I would just mention again the high chance of mastitis if you leave 3 on a ewe. It is such a temptation when you see the ewe has plenty of milk and is coping well, and especially when you can just top the lambs up with a bottle and not have to deal with a solitary pet lamb. But in no time at all the sweet gentle little lambs turn into voracious feeders and the ewe, with the best of feeding, just cannot cope. I have spoilt many a good ewe by convincing myself "this is a good mother, plenty of milk, she can manage." The poor animal, being constantly butted for milk develops mastitis and has to be culled. I would say, the chances of a ewe left with 3 lambs developing mastitis is about 80%. I have had it work; but the triplets never grew as well as a good set of twins, so now I would just keep 2 on and either foster the third, bottle it completely, or sell to someone else. (If the latter, you obviously keep the 2 biggest and sell the smallest!)
This.
Sadly, I suspect it is something each of us has to learn for ourselves
Having said which, the last two years we have managed to keep four lots of triplets without having any full-on pets, but keeping the families together in the field. Sometimes that doesn’t work; sometimes the mother stops the lambs coming for the bottle.
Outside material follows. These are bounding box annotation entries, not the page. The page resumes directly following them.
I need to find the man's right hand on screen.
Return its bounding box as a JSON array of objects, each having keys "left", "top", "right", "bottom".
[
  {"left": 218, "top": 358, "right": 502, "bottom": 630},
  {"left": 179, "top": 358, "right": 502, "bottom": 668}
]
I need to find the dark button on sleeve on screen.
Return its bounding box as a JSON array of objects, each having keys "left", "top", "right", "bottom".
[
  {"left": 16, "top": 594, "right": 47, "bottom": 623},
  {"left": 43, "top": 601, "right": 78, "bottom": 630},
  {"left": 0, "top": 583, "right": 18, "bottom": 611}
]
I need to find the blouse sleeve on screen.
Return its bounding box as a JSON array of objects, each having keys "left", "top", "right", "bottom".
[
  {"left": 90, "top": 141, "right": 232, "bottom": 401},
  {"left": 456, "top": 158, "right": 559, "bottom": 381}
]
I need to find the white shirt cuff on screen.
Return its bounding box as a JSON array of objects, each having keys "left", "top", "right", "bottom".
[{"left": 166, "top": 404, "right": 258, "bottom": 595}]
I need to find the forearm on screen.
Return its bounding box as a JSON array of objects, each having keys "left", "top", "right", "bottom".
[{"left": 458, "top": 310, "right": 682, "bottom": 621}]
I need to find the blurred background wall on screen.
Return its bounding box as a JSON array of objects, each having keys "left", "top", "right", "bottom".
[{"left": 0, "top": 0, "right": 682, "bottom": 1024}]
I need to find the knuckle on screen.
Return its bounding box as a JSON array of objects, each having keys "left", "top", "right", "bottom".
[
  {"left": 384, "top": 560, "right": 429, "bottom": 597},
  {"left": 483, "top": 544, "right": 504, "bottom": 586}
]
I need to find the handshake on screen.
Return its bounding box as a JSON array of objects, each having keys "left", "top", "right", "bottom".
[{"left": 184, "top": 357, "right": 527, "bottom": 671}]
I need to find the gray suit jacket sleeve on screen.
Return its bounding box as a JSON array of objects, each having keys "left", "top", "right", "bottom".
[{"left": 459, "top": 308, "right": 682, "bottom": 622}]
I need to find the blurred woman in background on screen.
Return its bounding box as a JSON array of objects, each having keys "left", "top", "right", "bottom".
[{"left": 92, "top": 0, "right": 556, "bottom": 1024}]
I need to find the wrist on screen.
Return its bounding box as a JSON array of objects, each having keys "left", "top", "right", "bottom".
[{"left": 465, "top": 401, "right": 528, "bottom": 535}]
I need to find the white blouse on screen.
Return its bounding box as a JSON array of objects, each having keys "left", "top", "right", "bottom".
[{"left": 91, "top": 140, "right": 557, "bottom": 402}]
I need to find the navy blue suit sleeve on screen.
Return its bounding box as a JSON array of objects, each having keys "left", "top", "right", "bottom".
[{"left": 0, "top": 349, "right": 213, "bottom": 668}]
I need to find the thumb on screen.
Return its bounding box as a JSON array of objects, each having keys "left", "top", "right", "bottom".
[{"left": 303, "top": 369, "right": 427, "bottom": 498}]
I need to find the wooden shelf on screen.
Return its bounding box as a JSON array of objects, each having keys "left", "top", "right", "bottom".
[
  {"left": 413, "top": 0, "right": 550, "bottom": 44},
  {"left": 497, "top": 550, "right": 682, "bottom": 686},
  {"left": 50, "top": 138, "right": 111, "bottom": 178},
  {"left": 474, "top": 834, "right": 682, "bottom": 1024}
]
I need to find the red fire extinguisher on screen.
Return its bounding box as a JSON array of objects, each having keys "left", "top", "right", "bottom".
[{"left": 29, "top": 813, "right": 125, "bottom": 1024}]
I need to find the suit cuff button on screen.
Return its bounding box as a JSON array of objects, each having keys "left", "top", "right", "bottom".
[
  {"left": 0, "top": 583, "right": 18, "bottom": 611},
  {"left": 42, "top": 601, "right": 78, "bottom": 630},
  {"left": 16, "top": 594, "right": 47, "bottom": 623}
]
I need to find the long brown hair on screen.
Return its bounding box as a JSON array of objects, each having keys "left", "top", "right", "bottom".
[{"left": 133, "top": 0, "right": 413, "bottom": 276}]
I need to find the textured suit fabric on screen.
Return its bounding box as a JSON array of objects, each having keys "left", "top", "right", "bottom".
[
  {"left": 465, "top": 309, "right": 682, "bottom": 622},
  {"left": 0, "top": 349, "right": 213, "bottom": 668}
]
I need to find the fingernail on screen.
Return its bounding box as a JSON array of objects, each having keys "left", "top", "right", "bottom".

In three of the four cases, it’s started with topping up all three lambs in the family and pretty soon settles down to one lamb gets most of its feed from us, one gets top-ups from us when it’s hungry, and the third lamb soon stops coming to us and is it’s mother’s favourite.
If the mothers had prevented us feeding any, or if the third lamb had been seen to be bullying the mother for milk at any time, I would have taken the third lamb off.
Our Lessa (Shetland x Blue-faced Leicester, very milky) just keeps having three, and when it was Shetland cross lambs, a lovely spring and a good (not too dry) summer, she managed just fine with no help except always being on the best grass and having grass pellets if she wanted. Last year it was Romney cross lambs and a cold spring, and she needed a bit more help early on. She wasn’t too keen on us topping up her lambs but we kept the family handy until the lambs knew all about the bottle and would come running when called, no matter what Mum said! When we then had a long drought, we were soooo glad we’d got two of her lambs trained to come for a bottle!